Category Archives: Kate Scoones

Not Going to Buenos Aires – yet

Not Going to Buenos Aires opened  (in person visits!) last weekend at the Errant Art Space in Victoria, B.C.  The previous  Art Caravan post explained the genesis of the art show’s theme –  six artists inquire into the complexity of yearning to be anywhere other than the ‘here’ of a pandemic shutdown.

Not Going to Buenos Aires group art show postcard

As you can imagine, six artists interpret one theme in vastly different ways.  The website for NGTBA provides each artist’s statement and artwork images. The diversity of media is remarkable – you will see embroidery, collage, printmaking, paper sculpture and  painting.

Annus Horribilis, Amy Marcus, embroidery on cotton

Jardín di Los Sueños 1, (detail) Joanne Hewko, acrylic on canvas

As I noted in the last post, overlapping ideas, like climate change and environmental degradation, emerged from the works.  Other commonalities are evident.  It’s interesting to see Janet Brooks and Kate Scoones both reference the ubiquitous Zoom calls we are all enduring.  Janet created a series of Zoom Room paintings which mimic the fractured Zoom experience in an emphasized horizontal perspective.

Zoom Room 3, Janet Brooks, acrylic and pencil on cradle board

About her works Among my Souvenirs, Kate says: Each subject is alone and motionless on a colourful background, with no specific landscape or environment.

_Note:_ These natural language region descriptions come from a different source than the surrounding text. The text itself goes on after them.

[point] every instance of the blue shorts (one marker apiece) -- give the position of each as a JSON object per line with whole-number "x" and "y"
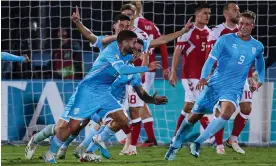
{"x": 64, "y": 116}
{"x": 90, "y": 99}
{"x": 209, "y": 97}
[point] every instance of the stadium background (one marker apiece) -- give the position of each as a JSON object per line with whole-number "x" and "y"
{"x": 32, "y": 97}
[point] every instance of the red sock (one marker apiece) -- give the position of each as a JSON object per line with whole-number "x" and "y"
{"x": 148, "y": 125}
{"x": 204, "y": 121}
{"x": 219, "y": 136}
{"x": 239, "y": 124}
{"x": 179, "y": 121}
{"x": 135, "y": 132}
{"x": 126, "y": 129}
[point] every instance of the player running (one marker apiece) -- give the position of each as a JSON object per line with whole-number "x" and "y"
{"x": 234, "y": 54}
{"x": 153, "y": 33}
{"x": 193, "y": 45}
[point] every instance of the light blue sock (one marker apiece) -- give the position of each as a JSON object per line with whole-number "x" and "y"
{"x": 106, "y": 134}
{"x": 211, "y": 129}
{"x": 55, "y": 145}
{"x": 92, "y": 147}
{"x": 45, "y": 133}
{"x": 182, "y": 132}
{"x": 68, "y": 141}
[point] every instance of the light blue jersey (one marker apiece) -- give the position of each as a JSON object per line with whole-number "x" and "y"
{"x": 234, "y": 57}
{"x": 93, "y": 95}
{"x": 10, "y": 57}
{"x": 118, "y": 89}
{"x": 99, "y": 43}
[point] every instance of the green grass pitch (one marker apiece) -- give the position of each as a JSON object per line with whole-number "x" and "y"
{"x": 263, "y": 156}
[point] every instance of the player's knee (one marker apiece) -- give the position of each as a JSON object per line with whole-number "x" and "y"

They are intimate yet aloof (not unlike a Zoom call when private space is shared with strangers).

Among my souvenirs, Kate Scoones, acrylic gouache on foamcore

My series wish you were here….. echoes Kate’s observation about uniqueness within a relationship. The presentation of the artwork also reinforces the grid inherent in a Zoom call.

wish you were here…. Terry Vatrt, mixed media

Almost all of the artists commented that the pandemic, while forcing us to slow down, resulted in new discoveries in our art practises.  Trish Shwart says she’s been able to… work more slowly, and at a much larger scale than I have worked in the past few years.  The continuous day to day practice has allowed me to develop a kind of resilience in terms of how I approach and modify the paintings over the course of their development.

The Air was Still and the Sun was Out (detail) Trish Shwart, acrylic on wood panel

Kate writes I wouldn’t have delved so deeply into a mundane subject and found it so compelling had I not been confined.

In my own studio, I  was surprised by the long lengths of time I spent working on the larger pieces.  It felt like an extraordinarily contemplative process.  Standing on their Shoulders took me several iterations, and months, to complete.

Not surprisingly, Amy humorously summed up her experience working at home.

 I have a short attention span so for NGTBA, as a challenge, I took on a v-e-r-y  s-l-o-w-w-w project. My Monkey Mind was hand embroidered with single strands of thread and that extended the work time into just short of forever. And that was supposed to be the point.
At times i experienced it as a meditation as intended, and at other times it felt like a drawn out trial. In those times, if ‘trial’ is a metaphor, I found myself guilty of monkeying around.
In the end, fast, s-l-o-w, meditative, drawn out, guilty, or not, it was all part of the dance.

My Monkey Mind, Amy Marcus, embroidery

The show is open one more weekend, (April 17-18, 2021) with covid protocols in place.  We’ve provided a website with plenty of visuals,  links to a CBC radio interview, and a visual walk through ‘tour.’  Please visit as you are able, and see if any of our responses to these strange days resonate with you.